Das Haus 73 ist ein Veranstaltungszentrum mitten auf der Schanze, wo Autonome und Hausbesetzer regelmäßig der Polizei überdeutlich guten Tag sagen, wo sich Studenten, Werber, Veganer, Gentrifizierungsgegner und Bachblütenblödis an schönen Tagen auf dem Galaostrich gemeinsam die Sonne auf Designerbrillen, Palästinensertücher und Batikhemden scheinen lassen.
Dort also, im Haus 73, spielten gestern Abend bei kostenlosem Eintritt drei Songwriter, darunter die wunderbare Berliner Folksängerin Julia A. Noack – und alle wurden sie von einer schambefreiten Schanzenmischpoke gnadenlos niedergequatscht.
Einer blökte so lange in sein Headset, bis German Psycho ihn die Kellertreppe hinabstieß – doch leider konnte der so tapfere wie gnadenlose Kämpfer für höfliche Ruhe beim Konzert nicht überall sein.
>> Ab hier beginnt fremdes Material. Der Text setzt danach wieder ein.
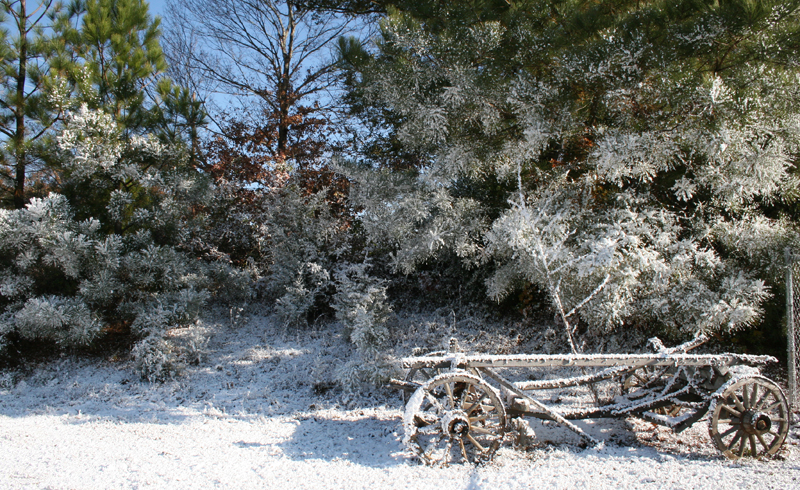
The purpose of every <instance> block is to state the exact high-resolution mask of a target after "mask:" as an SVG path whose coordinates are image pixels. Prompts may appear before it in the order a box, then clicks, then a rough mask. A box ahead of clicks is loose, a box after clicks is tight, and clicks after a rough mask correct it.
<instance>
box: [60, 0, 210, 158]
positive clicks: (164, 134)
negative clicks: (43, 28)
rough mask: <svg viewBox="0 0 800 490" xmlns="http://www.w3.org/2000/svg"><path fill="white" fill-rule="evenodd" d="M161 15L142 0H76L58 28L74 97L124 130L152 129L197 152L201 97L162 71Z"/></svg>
mask: <svg viewBox="0 0 800 490" xmlns="http://www.w3.org/2000/svg"><path fill="white" fill-rule="evenodd" d="M160 24H161V19H160V18H158V17H156V18H155V19H153V18H152V17H151V16H150V13H149V6H148V4H147V2H144V1H142V0H86V1H82V0H76V1H75V2H74V3H73V4H72V5H71V6H70V8H69V11H68V12H67V13H66V15H65V16H63V17H62V18H61V22H60V23H59V24H58V26H57V28H58V31H59V35H60V36H61V37H62V38H63V39H64V40H65V50H67V52H68V55H69V57H70V59H71V72H72V80H73V82H74V86H75V88H76V97H77V101H79V102H80V103H85V104H87V105H88V107H90V108H94V109H102V110H103V111H105V112H107V113H109V114H112V115H113V116H114V117H115V118H116V120H117V121H118V123H119V124H120V125H121V126H122V127H123V128H124V130H125V131H126V132H127V133H128V134H144V133H154V134H156V135H157V136H159V137H160V138H161V139H162V141H164V142H178V141H182V142H184V143H185V144H187V145H189V146H190V148H192V150H193V151H192V155H193V158H196V154H197V152H198V146H199V139H200V135H199V132H200V130H201V128H202V127H203V126H204V125H205V123H206V116H205V112H204V110H203V107H202V101H200V100H197V99H196V97H193V96H192V94H191V92H190V91H189V90H188V89H186V88H183V87H179V86H176V85H175V84H174V83H172V81H171V80H169V79H168V78H166V77H165V76H164V73H165V72H166V69H167V64H166V58H165V56H164V53H163V51H162V49H161V45H160V36H161V29H160Z"/></svg>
Ein Frauentrupp mit normierter Kurzhaarfrisur etwa erörterte über drei Sesselreihen hinweg, wer wie viel Milch in seinen Latte Macchiato haben möchte; ein Schlabbertyp mit am Kopf festgewachsener Kapuze laberte zurücklabernde Studentinnen an, ein Hornbrillenhornochse kickte Astraflaschen über den Steinfußboden.
Derweil wälzte sich eine unablässige Schlange von Leuten zum Rauchen raus und begegnete an der Tür neben der Bühne einer unablässigen Schlange von Leuten, die gerade vom Rauchen zurückkamen.
Und in diesem heillosen Tollhaustohuwabohu – verursacht von dumpfbräsigen Ignoranten, die sich für die urbane Avantgarde halten – versuchte Julia A. Noack aus Berlin kleine feine Zupfgeschichten von Grizzlymädchen und angelehnten Türen zu Gehör zu bringen. Vergeblich.
Kurzum, Schanze: Ich habe mich selten so fremdgeschämt wie gestern Abend. Und jetzt bin ich irgendwie doch froh, dass du seit dem 1. März 2008 nicht mehr zu St. Pauli gehörst.